Presso il Giardino d’infanzia italiano «Naridola» di Rovigno è stato inaugurato oggi il nuovo parco giochi ristrutturato. Uno spazio moderno, sicuro e stimolante che offrirà ai più piccoli nuove opportunità di gioco e apprendimento.
Il progetto ha previsto la ristrutturazione e l’ammodernamento delle attrezzature esistenti, con la sostituzione di quelle obsolete e l’installazione di nuovi giochi: una struttura combinata, corde per l’equilibrio, altalene e dondoli, oltre a tavoli con panche e una nuova pavimentazione antitrauma. Sono stati inoltre eseguiti interventi di sistemazione del verde.
L’investimento complessivo ammonta a 113.692,82 euro. Il progetto è stato cofinanziato dal Ministero della Demografia e dell’Immigrazione con 48.316,11 euro nell’ambito dell’invito pubblico “Accesso a servizi per l’infanzia di qualità nelle comunità locali”, mentre la parte restante è stata assicurata dalla Città di Rovinj-Rovigno.
Il sindaco Emil Nimčević ha espresso grande soddisfazione per i risultati conseguiti: «Sono profondamente orgoglioso, perché credo da sempre che l’istruzione debba occupare un ruolo centrale nella società. La scorsa settimana abbiamo inaugurato due nuovi asili e, con l’apertura odierna del parco rinnovato del Naridola, completiamo un bellissimo percorso. Il futuro appartiene ai nostri bambini, e quando possiamo offrir loro un ambiente così sereno e sicuro, non esiste gioia più grande dei loro sorrisi».
Alla cerimonia erano presenti anche la vicesindaca Gianfranca Šuran, il presidente della Giunta esecutiva dell’Unione Italiana Marin Corva e la presidente della Comunità degli Italiani «Pino Budicin».

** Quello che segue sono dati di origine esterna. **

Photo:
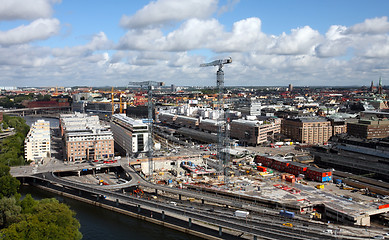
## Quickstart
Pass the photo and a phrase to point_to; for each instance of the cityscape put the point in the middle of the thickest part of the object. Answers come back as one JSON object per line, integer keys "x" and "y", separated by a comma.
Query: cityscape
{"x": 194, "y": 120}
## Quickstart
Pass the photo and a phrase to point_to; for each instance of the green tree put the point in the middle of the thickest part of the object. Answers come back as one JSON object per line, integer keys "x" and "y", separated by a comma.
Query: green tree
{"x": 9, "y": 185}
{"x": 9, "y": 211}
{"x": 28, "y": 204}
{"x": 49, "y": 219}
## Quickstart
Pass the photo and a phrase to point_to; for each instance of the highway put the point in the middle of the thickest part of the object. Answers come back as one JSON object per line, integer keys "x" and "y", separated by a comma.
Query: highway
{"x": 265, "y": 227}
{"x": 248, "y": 226}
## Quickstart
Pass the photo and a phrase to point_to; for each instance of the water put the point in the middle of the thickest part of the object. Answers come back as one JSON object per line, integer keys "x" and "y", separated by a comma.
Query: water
{"x": 101, "y": 224}
{"x": 54, "y": 122}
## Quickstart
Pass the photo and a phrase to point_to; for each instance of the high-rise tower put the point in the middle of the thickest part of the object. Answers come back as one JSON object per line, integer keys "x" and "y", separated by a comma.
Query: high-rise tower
{"x": 380, "y": 86}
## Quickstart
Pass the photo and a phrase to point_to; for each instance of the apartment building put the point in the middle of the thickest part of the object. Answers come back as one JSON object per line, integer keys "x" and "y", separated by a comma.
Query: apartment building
{"x": 307, "y": 130}
{"x": 37, "y": 142}
{"x": 369, "y": 129}
{"x": 130, "y": 135}
{"x": 253, "y": 133}
{"x": 85, "y": 138}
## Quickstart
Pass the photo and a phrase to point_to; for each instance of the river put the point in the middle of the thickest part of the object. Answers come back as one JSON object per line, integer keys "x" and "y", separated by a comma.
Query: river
{"x": 101, "y": 224}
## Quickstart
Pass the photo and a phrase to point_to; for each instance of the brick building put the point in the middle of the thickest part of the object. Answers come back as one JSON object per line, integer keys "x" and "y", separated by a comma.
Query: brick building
{"x": 307, "y": 130}
{"x": 369, "y": 129}
{"x": 254, "y": 132}
{"x": 85, "y": 138}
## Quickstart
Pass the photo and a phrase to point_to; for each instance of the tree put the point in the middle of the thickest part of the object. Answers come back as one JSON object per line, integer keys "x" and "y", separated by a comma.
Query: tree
{"x": 49, "y": 219}
{"x": 28, "y": 204}
{"x": 9, "y": 211}
{"x": 9, "y": 186}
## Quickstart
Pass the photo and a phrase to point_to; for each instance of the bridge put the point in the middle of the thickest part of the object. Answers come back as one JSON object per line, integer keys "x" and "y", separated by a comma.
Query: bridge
{"x": 44, "y": 111}
{"x": 267, "y": 225}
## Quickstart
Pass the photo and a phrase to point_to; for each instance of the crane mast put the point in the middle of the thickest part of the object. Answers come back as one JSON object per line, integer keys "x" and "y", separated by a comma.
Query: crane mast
{"x": 150, "y": 86}
{"x": 223, "y": 133}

Il presidente della Giunta esecutiva dell’Unione Italiana, Marin Corva, ha sottolineato come la Giunta condivida questa visione d’investimento nell’istruzione scolastica e prescolare. «Investire negli asili e nelle scuole è una garanzia di futuro. I bambini di oggi saranno coloro che domani porteranno avanti e promuoveranno la cultura italiana, parte integrante di questa comunità».
La direttrice del Giardino d’infanzia italiano Isidora Verdnik ha espresso gioia e riconoscenza. «Oggi inauguriamo non solo un giardino, ma uno spazio di vita, di sogni e di crescita. Qui i nostri bambini potranno correre, scoprire, imparare e coltivare la gioia che renderà più bello il loro futuro, e con esso, il futuro di tutti noi».

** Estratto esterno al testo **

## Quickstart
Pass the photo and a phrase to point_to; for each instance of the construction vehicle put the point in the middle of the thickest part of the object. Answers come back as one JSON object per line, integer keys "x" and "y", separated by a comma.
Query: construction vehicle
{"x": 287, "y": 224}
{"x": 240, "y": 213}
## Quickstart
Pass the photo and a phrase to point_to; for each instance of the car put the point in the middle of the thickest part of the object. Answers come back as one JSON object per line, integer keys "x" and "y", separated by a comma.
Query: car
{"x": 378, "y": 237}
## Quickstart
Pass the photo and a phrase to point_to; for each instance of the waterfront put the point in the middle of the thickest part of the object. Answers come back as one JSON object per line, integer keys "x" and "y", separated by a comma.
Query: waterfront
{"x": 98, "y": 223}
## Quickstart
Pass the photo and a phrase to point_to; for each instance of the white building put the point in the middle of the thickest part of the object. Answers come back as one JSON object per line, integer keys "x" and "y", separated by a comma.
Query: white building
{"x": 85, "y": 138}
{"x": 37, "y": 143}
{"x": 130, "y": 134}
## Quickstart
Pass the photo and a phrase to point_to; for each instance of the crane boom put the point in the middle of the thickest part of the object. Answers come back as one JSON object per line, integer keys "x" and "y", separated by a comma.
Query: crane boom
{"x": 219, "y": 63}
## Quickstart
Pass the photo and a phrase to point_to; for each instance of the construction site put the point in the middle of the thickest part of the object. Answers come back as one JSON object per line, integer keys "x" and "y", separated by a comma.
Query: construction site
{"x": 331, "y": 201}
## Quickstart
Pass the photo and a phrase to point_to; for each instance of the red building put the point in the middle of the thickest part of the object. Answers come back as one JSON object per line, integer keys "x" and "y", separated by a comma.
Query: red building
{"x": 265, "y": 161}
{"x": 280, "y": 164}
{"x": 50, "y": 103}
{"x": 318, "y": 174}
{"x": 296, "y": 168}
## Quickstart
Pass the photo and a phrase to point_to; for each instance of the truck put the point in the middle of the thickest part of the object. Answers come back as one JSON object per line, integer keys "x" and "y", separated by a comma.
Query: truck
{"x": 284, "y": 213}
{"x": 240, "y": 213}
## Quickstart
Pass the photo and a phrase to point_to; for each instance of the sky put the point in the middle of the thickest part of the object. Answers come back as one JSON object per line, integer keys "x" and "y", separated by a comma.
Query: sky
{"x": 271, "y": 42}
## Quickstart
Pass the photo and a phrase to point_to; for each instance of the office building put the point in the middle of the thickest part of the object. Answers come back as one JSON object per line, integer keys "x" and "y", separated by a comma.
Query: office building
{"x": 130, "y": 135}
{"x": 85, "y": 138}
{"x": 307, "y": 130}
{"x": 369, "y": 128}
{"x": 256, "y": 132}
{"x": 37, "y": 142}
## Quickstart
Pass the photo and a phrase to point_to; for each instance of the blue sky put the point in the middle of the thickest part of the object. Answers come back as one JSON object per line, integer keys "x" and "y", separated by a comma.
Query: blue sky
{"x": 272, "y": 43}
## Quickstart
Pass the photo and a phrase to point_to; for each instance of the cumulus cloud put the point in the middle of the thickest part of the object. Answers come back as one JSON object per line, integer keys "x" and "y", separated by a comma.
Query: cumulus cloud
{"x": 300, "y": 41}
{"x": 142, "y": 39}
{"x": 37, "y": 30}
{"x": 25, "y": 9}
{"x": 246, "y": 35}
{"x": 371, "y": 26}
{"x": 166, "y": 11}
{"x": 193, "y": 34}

La direttrice ha ringraziato il Ministero della Demografia e dell’Immigrazione, la Città di Rovinj-Rovigno, l’Unione Italiana per il finanziamento del sistema di videosorveglianza e la Comunità degli Italiani di Rovigno per la vicinanza e il continuo sostegno.

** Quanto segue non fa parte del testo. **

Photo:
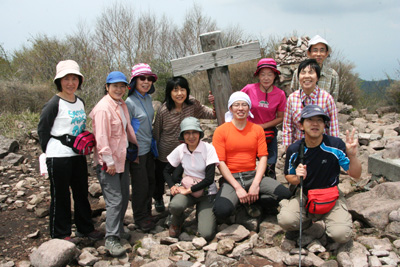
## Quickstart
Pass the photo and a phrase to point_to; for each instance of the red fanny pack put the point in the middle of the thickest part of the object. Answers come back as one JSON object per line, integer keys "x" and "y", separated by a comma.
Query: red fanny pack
{"x": 84, "y": 143}
{"x": 321, "y": 201}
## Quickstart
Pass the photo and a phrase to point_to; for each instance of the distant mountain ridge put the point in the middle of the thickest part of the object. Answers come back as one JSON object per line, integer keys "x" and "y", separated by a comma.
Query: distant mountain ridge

Nel suo intervento ha infine ricordato il grande cedro che da anni veglia sul giardino, simbolo della continuità e della magia dell’infanzia. «Ha visto generazioni di bambini crescere tra i suoi rami. È il testimone silenzioso del tempo e ci ricorda la responsabilità che abbiamo come adulti ed educatori: quella di costruire per loro una realtà serena e felice».
La cerimonia si è conclusa tra sorrisi e giochi in un nuovo spazio dedicato ai bambini, al loro presente e al futuro delle generazioni che verranno.